By “block”, I was referring to LD blocks, so non-overlapping regions in the genome. Experience told us that running a lasso or a elastic net using the entire dataset is not only slow but also not as good as breaking it down into LD blocks. The size of the blocks is usually within a few thousand SNPs so the whole thing can still be handled by pandas. I got so far as to use make_table and to_spark to export a subset of the data to spark, but am not sure how I can go about parallelizing the blocks across the genome. Say we have 1000 LD blocks and 2500 partitions. Is it possible to get the executors to process blocks instead of SNPs? Thanks a lot!
I have a few ideas:
- We could expose something that writes out a VCF per partition and runs a user-specified tool on the VCF, collecting results. This isn’t my favorite option, and it seems hacky.

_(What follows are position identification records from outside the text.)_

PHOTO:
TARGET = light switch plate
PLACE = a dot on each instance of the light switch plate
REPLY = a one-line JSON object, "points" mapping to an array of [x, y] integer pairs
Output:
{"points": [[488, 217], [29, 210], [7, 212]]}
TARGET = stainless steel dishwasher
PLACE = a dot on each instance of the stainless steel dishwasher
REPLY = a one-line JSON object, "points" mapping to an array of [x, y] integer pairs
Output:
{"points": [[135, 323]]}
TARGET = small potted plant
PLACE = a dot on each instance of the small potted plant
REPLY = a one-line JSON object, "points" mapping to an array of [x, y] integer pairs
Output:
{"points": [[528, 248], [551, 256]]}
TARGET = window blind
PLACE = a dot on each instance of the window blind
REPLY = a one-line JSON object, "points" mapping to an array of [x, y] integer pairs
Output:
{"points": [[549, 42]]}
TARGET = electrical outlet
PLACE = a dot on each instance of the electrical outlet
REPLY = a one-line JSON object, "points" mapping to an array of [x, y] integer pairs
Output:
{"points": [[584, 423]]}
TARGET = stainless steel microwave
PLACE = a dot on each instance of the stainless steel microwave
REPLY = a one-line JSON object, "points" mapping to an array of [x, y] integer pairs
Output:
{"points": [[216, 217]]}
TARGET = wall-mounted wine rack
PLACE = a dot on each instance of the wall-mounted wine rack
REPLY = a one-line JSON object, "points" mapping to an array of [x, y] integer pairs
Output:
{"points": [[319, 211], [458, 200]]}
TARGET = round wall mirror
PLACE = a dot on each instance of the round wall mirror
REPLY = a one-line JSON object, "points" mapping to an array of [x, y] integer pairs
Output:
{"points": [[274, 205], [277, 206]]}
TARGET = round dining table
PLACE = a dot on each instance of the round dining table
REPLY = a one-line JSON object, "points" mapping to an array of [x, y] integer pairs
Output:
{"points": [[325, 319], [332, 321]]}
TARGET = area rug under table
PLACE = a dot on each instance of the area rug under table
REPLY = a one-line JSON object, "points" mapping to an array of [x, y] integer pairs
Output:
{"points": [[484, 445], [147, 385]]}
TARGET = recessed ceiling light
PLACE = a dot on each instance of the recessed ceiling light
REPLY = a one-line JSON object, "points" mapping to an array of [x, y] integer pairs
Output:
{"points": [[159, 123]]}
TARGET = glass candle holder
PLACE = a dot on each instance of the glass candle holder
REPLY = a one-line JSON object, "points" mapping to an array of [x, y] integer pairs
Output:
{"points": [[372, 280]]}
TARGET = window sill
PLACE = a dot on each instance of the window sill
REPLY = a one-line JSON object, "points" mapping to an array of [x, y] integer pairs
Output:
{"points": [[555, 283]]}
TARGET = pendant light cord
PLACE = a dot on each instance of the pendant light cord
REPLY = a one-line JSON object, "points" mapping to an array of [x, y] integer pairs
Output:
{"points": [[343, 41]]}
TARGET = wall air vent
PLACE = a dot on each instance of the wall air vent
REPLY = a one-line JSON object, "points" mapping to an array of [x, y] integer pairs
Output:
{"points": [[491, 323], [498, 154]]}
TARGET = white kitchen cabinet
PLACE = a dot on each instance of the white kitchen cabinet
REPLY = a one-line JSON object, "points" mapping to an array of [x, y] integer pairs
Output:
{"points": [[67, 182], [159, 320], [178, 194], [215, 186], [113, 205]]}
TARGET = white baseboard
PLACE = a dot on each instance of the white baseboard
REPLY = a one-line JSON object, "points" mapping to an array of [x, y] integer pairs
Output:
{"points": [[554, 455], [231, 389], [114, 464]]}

- We implement LASSO / elastic net methods on MatrixTable. Then, we implement a GroupedMatrixTable that can do any MT operators on row / col groups. This makes the entire thing basically two lines of code, but we’re a long way from being able to do this.
- We add ndarrays as a Hail type, and implement regularized regression methods on ndarrays. We can then easily add some operation which would convert your MatrixTable to a Table with a
genefield and a
datafield (ndarray), where you can do the regression trivially per record.
I think number 3 is feasible on the ~6 month time scale.